My attempts to stop her from convincing our parents to liquidate their retirement accounts had earned me a slap from my father and a week of the silent treatment from my mother. When I tried to hide the car keys to stop Sarah from driving to a "prepper" convention two states away, she had accused me of trying to get her killed. She claimed my "negative energy" was sabotaging her "survival instincts."
The family had crumbled around her delusion. They lost the house, the savings, everything. And when the predicted apocalypse never came, they didn' t blame Sarah. They blamed me. For not believing. For not supporting them. For being the single crack in their perfect, unified front of madness. In the end, they had cast me out, and I had died alone and forgotten, not from a zombie bite, but from pneumonia in a homeless shelter.
A bitter taste filled my mouth.
But this time, I wasn't dead. I was twenty-two again, lying in my childhood bed, listening to the prelude of the same disaster. It was like getting a second chance, a do-over for a test I had already failed spectacularly. And this time, I knew the answers.
"I saw a sign!" Sarah was shouting now, her voice carrying clearly through the thin walls. "It' s going to start with the birds! The news will report a mass bird death event, right here in our city. That' s the first sign!"
I sat up slowly. I knew about the birds. I had seen the email notification from the city parks department on my laptop last night. They were doing a controlled fumigation of an invasive insect species at the city's largest park today. The notice explicitly warned that it might, unfortunately, affect the local bird population. It was a mundane, bureaucratic event.
To Sarah, it would be a miracle. A confirmation of her prophetic powers.
I heard my dad's voice, hesitant but intrigued. "Bird deaths? What kind of birds?"

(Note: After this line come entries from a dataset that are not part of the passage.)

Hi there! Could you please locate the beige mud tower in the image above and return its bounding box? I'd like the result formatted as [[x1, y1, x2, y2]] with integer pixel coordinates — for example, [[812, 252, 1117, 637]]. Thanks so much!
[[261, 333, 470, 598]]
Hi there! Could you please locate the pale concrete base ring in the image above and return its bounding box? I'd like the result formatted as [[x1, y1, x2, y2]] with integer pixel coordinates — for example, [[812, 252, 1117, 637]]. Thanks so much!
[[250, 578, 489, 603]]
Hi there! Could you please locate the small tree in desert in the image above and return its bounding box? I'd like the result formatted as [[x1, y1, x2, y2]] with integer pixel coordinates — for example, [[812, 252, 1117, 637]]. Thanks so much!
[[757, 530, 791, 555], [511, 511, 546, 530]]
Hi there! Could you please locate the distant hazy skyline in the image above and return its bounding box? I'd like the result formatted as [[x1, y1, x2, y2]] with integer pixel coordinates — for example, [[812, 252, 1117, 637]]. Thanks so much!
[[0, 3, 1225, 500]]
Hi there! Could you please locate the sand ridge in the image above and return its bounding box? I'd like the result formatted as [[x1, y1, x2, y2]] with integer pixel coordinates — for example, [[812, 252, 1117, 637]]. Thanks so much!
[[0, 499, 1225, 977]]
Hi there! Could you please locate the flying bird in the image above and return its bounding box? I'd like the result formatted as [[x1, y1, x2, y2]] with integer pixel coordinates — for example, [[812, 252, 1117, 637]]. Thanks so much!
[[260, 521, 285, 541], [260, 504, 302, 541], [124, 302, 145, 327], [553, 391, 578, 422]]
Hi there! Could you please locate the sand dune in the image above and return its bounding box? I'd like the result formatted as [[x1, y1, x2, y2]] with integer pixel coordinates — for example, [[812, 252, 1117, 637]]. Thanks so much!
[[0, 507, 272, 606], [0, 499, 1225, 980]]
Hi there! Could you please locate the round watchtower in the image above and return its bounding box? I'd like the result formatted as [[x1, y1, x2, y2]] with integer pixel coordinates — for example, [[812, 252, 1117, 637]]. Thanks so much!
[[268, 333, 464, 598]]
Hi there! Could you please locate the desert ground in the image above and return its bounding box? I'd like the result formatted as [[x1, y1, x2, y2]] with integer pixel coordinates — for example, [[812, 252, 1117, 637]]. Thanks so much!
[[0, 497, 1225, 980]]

"Blackbirds!" Sarah said with absolute certainty. "Hundreds of them, falling from the sky! It will be on the afternoon news!"
My mother gasped. "Oh, my God. Tom, she saw it."
I swung my legs out of bed and walked over to my desk. I opened my laptop and looked at the email again. It didn't specify the type of bird, but the park was famous for its huge flock of grackles, a type of blackbird. It was all lining up perfectly.
Last time, I had run into her room with this email, trying to show them the logical explanation. It had only made them more convinced I was a "non-believer," a saboteur.
This time, I would do things differently.
I closed the laptop. I walked to my door, unlocked it, and stepped into the hallway. The lights were on, casting long shadows. My parents were huddled around Sarah, who was sitting up in her bed, her face pale and her eyes wide with a messianic fervor. She looked like a deranged saint.
They all turned to look at me. My mother' s face was etched with worry for Sarah. My father looked confused, but a flicker of excitement was in his eyes. Sarah' s expression was one of pure, triumphant validation.
"Lily," my mom said, her voice strained. "Sarah had a very, very bad dream."
I looked past them, directly at Sarah. I let a slow, calculated look of awe spread across my face. I widened my eyes, just a little.
"A prophecy?" I whispered, my voice filled with a reverence I did not feel.
Sarah' s self-satisfied smirk, the one I hated so much, finally returned to her face. She nodded slowly, her eyes gleaming. "Yes," she breathed. "It's starting."
I wouldn't stop her. I wouldn't save them. This time, I would watch them burn. And I would bring the gasoline.